Que je mange dans des Food Court le midi en compagnie de cadres supérieurs tellement bilingues qu’ils speak français et English dans la même sentence.

Que je me nourris de faux Spécial K le matin qui me donnent envie d’alerter les autorités pour usurpation d’identité des croustillantes et délicieuses céréales françaises qui portent le même nom.

Que j’essaye désespérément de tutoyer mes collègues qui sont de 30 ans mes ainés parce que le « vous » est prohibé. A 20 ans ou 50, avec une rolex ou une swatch au poignet, sache que ton aura d’Homme accompli restera toujours traitée comme un misérable « tu » au Canada.

En fait, ça y est, la routine commence à établir ses quartiers au 564* côte des neiges. Je ne sais pas trop si je dois la craindre ou fêter enfin son arrivée. Mais bon, ce n’est jamais vraiment la routine lorsqu’on emménage dans un nouveau pays, à fortiori lorsqu’on fait un stage non rémunéré. Il y a ce temps d’adaptation, durant lequel on ne sait pas trop si on est la touriste Facebook du bureau du 28è étage qui se touche chaque matin devant la vue splendide, ou si on est bel et bien en train d’écrire un mail à valeur juridique en anglais destiné à tous les salariés de Danone.  Peut-être qu’il va tout bonnement finir à la corbeille ou si l’on reste optimiste, juste subir un sérieux ravalement de façade.

Mais les mails Danone un peu stylés, c’est pour les jours d’opulence. Jeudi, j’ai passé la journée à m’user les yeux sur des testaments pour voir à chaque fois si le lucky bastard en droit de s’amuser avec les billets verts des personnes décédées était le patron de mon cabinet.  Environ 200 testaments passés au crible,  allant de 1945 à nos jours, du parchemin scellé à la machine à écrire.  C’est assez perturbant de voir à quel point la mort, sujet tabou et sentimental par excellence, s’accompagne de détails administratifs agencés au millimètre près. On s’arme de prudence jusque dans la tombe. On se protège à l’aide d’une batterie de contrats contre l’irrationalité de notre échéance programmée, mais dans certains cas, ça frôle l’indécence.

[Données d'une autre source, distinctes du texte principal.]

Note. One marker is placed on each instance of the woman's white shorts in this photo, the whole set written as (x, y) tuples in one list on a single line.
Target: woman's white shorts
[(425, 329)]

Par exemple, ce monsieur qui avait prévu d’avoir des enfants mais qui a décidé, pour bien faire chier le monde, de faire un testament avant que ces derniers ne soient nés (Je suis sûr que c’est parce qu’il n’avait pas encore trouvé de femme qui veuille bien lui faire de gosses). Ce monsieur ne savait pas s’il voulait un enfant ou deux, ou trois ou cinq. Plusieurs cas étaient mis à l’étude :

-Si j’ai une fille et un garçon, 80% pour le garçon et 20% pour la fille.

-Si j’ai 2 filles et 1 garçon : 50% pour le garçon, et 50% à se partager entre les deux filles

Ouille. J’avais envie de rajouter sur la ligne : connard, et si t’as deux filles, tu fais comment ? Je propose qu’on donne tout à Ni Putes Ni Soumises (je ne connais pas d’autres organisations féministes engagées enragées , je m’en excuse)

Bon, à part passer mon temps à regarder des testaments,  je m’occupe de différentes façons : je perds ma carte bleue, je cherche des couettes , je vais voir des zombie walk, je fais la queue pour rentrer dans des bars bondés, je visite Montréal sous la pluie, et mes amis de France me manquent quand même.  ( peace love dédicace kikou jevouskiffe, venez à Montréal, il y a des billets à 400 euros et de la place dans mon lit, par terre, et sur le canapé… et dans le lit de ma coloc 😉 )

Je pense que c’est une expérience complètement différente d’être en stage et d’être en Erasmus. On rencontre beaucoup moins de gens, et surtout, il faut forcer les rencontres. Il faut se motiver pour contacter de parfaits inconnus et leur proposer un café, comme si je m’étais du jour au lendemain inscrite sur adopteunquébécois.com et que je cherchais un plan cul venu du froid. C’est que du fun, quoi.